BUSCAND UN SUEÑO:19º.- Una nueva oportunidad


Capítulo 19: UNA NUEVA OPORTUNIDAD


BELLA


Mi corazón no daba crédito a todo lo que estaba sucediendo, cuando ya se había resignado a su pérdida. Ya había pasado todo el dolor, y el bálsamo del tiempo empezaba a hacer efecto. De repente él había aparecido nuevamente, y por mucho que lo negara, mi corazón, que jamás dejó de pertenecerle, volvió a sentir por él todo lo que sentía tiempo atrás, cuando éramos felices en Chicago. Mi corazón latía desbocadamente mientras caminaba a su lado, con su mano a tan solo quince centímetros de la mía. Qué fácil habría sido adelantar mi mano salvando esos centímetros, y agarrarme de la suya mientras salíamos de la facultad, tal como siempre íbamos por Chicago. Pero retuve ese impulso, su hermana iba al otro lado de él y su sola presencia me cohibía.

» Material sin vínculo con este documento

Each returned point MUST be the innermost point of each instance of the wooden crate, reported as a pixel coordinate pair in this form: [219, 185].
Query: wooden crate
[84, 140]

Al salir a la calle nos encontramos a Jasper, que fue sin pensarlo, como si fuera lo más natural del mundo, a darle un beso a Alice. Por lo visto estaban juntos. Ella le correspondió, y ya abrazados se despidieron de nosotros dejándonos solos. Quedamos frente a frente en mitad de la acera. Me miraba como si fuera la primera vez, como tratando de reconocerme. Recordando lo que me había dicho Jasper de su memoria empecé a hablarle:



-Edward, ¿me reconoces? – subió una de sus manos con intención de acariciar mi rostro con las yemas de los dedos. Era una caricia que llevaba esperando más de dos años, y dejándome llevar cerré los ojos, anhelando ese sencillo contacto. No llegó, al cabo de unos segundos demasiados largos su voz me sacó de ese trance.
-Ven Bella, este no es el lugar más adecuado para hablar.

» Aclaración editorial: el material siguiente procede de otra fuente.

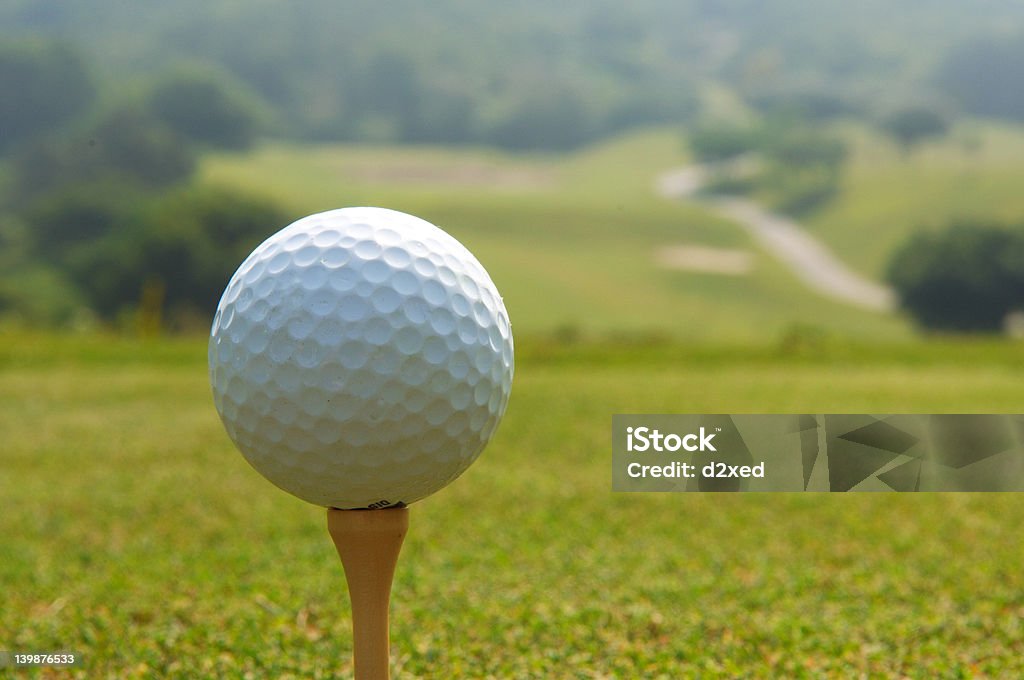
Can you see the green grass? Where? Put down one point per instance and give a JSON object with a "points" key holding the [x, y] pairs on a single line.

Abrí los ojos de golpe. Se había alejado unos cuantos pasos de mí, invitándome a que lo siguiera. Nos encaminamos hacia el aparcamiento donde estaba su coche, y al acercarnos recordé lo que le había hecho esta mañana. Él se acercó como si no viera todas las abolladuras y arañazos, abrió las puertas y me invitó a entrar. Al abrir la puerta del acompañante el olor del coche, tan característico, me golpeó en las narices. No podía entrar en ese coche, no solo por lo que le había hecho, sino por todos los recuerdos de los momentos vividos ahí dentro.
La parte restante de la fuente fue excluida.